En las piscinas de Madrid hay atascos y horas puntas. Los nadadores vamos de un lado para otro muy rápido, como si llegáramos tarde a alguna reunión de trabajo

Una piscina cubierta deja pasar unos pocos rayos de sol.
Una piscina cubierta deja pasar unos pocos rayos de sol.Albert Garcia
Enrique Alpañés

Cuando vuelvo a casa después de las vacaciones me siento un bañista en tierra. No sé nadar entre personas corrientes, me ahogo en los problemas del día a día. En la ciudad, vivo rebajado en agua, como en una versión homeopática de lo que debería ser la vida. Todo en Madrid va rápido, mientras que, bajo el mar, la vida discurre a un ritmo espacial y narcotizado, como a cámara lenta. No creo que exista mejor meditación que nadar, cuando el mundo flota lento y solo puedes centrarte en tu respiración. Los peces atraviesan el agua como flechas. Las medusas se mecen a la deriva, como jirones de nubes. Los sonidos llegan amortiguados y la gravedad desaparece. Cualquier problema es menos importante bajo el agua. Por eso, este año me apunté a natación.

Fui a la piscina buscando libertad y me encontré con un montón de normas. Un enorme cartel prohíbe salpicar o tirarse de cabeza, indica que los adelantamientos deben realizarse por la izquierda, que uno no puede detenerse a bucear o hacer el muerto. El juego está prohibido y las olas no existen. Las normas de la piscina van más allá del agua. Y de la lógica. El otro día había un señor quejándose de que le obligaran a llevar gorro. La cabeza era quizá la única parte del cuerpo donde no tenía pelo, pero era justo ahí donde le obligaban a ponerse este extraño profiláctico capilar en tonos flúor. Para subrayar la terrible injusticia, en lugar de señalarse la espalda o el pecho, me señaló a mí, diciéndole al socorrista que yo iba por ahí con barba y nadie me decía nada. Vio el pelo en el cuerpo ajeno y no el matojo en el propio.

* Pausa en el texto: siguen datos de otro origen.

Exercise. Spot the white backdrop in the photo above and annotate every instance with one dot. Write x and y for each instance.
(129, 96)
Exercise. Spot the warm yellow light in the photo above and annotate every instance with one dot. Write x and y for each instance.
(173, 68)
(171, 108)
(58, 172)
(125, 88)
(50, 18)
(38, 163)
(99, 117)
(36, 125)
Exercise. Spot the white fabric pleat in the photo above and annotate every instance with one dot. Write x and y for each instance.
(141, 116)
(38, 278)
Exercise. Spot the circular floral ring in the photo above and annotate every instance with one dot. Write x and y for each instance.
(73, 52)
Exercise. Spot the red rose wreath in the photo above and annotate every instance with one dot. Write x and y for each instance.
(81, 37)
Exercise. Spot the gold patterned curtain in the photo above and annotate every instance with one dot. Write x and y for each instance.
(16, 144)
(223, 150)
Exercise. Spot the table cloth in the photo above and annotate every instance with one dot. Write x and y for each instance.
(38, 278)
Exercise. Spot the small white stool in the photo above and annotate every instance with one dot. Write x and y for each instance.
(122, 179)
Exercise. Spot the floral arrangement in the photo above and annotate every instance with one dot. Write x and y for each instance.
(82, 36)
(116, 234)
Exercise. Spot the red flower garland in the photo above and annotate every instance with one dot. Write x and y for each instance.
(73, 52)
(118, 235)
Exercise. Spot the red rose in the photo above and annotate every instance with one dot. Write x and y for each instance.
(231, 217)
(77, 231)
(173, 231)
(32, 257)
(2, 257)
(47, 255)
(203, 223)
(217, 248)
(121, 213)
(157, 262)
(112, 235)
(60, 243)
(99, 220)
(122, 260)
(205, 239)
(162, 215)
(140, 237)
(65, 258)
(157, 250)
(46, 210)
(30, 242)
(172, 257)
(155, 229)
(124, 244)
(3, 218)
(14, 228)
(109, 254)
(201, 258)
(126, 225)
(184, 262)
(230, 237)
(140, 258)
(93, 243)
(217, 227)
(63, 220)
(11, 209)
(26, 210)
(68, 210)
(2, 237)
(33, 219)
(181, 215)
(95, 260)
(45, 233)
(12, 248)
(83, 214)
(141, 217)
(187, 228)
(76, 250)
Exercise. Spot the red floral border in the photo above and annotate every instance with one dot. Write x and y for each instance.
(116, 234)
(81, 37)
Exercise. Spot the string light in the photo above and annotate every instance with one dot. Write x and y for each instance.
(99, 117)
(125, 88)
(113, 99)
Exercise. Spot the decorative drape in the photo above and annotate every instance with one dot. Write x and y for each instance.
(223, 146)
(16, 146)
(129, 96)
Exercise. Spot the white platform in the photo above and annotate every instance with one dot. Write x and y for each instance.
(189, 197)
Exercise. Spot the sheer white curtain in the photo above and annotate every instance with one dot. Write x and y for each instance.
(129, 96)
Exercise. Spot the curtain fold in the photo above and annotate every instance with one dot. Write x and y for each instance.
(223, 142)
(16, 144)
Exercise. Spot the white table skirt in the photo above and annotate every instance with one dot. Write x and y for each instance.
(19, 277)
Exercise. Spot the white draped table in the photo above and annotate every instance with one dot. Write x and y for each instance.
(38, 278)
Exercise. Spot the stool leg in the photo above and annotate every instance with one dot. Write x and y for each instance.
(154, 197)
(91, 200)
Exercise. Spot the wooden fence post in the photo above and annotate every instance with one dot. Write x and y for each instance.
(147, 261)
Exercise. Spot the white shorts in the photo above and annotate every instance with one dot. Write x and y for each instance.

En lugar de pensar que era un calvo chivato, preferí verle como a un filósofo incomprendido. Se había dado cuenta de que las normas de la piscina no obedecen tanto a la lógica como a la uniformidad. No es una cuestión de higiene, sino de imponer una mansa obediencia bobina. El de la piscina es un mundo en el que impera la justicia hasta lo injusto, con los calvos enfundados en una segunda calvicie de plástico, mientras que otros vamos por ahí con las barbas y el vello al aire. Como resultado, en el fondo de la piscina, se forman pelusas con los restos de piel, pelos y mugre de los nadadores. Siempre había pensado en las pelusas como alimañas terrestres que viven bajo mi cama. Monstruitos personales e íntimos que se alimentan de los restos orgánicos de un solo individuo al que se acaban pareciendo, al menos genéticamente. Pero aquí hay enormes pelusas acuáticas y colectivas. Parecen reptar por el fondo de la piscina como babosas. Intentan escapar.

La piscina es un mar domesticado por reducción, como esos lobos que, a fuerza de eugenesia, acabaron siendo caniches. Su agua es mansa, estanca y química. Está encajonada en un recipiente de 25 por 50 metros y compartimentada en carriles de doble sentido, como carreteras comarcales. Hay carriles lentos, medios y rápidos. También hay atascos y horas puntas, algo bastante frustrante, pues esto es Madrid y todo el mundo tiene prisa. Los ociosos bañistas nos convertimos aquí en eficientes nadadores. Vamos de un lado para otro muy rápido, como si llegáramos tarde a alguna reunión de trabajo. A veces, hay algún nadador estresado realizando un adelantamiento brusco, que le falta pitar e insultarte al hacerlo.

Un cronómetro gigante preside la pared del polideportivo. No hay aguja para los minutos ni para las horas, solo un aspa con cuatro segunderos de colores, así que da la sensación de que estemos todos atrapados en un minuto eterno. Y hay algo de relajante en esta suspensión temporal, que se ve subrayada por la ausencia de móviles ni comunicación con el mundo exterior. Tras los cristales del polideportivo, en la ciudad, el tiempo va acelerado, pero en la piscina parece flotar. Para salir de este bucle temporal, me he comprado un reloj inteligente que me cuenta los largos recorridos, las calorías quemadas y el tiempo que llevo dando vueltas. Da igual cuándo lo mire, siempre me dice que llego tarde. Soy un hámster dando vueltas en una rueda. Un segundero en un cronómetro deportivo. Un sim al que algún jugador omnipotente y cruel quitó la escalera de la piscina, condenado a nadar hasta morir.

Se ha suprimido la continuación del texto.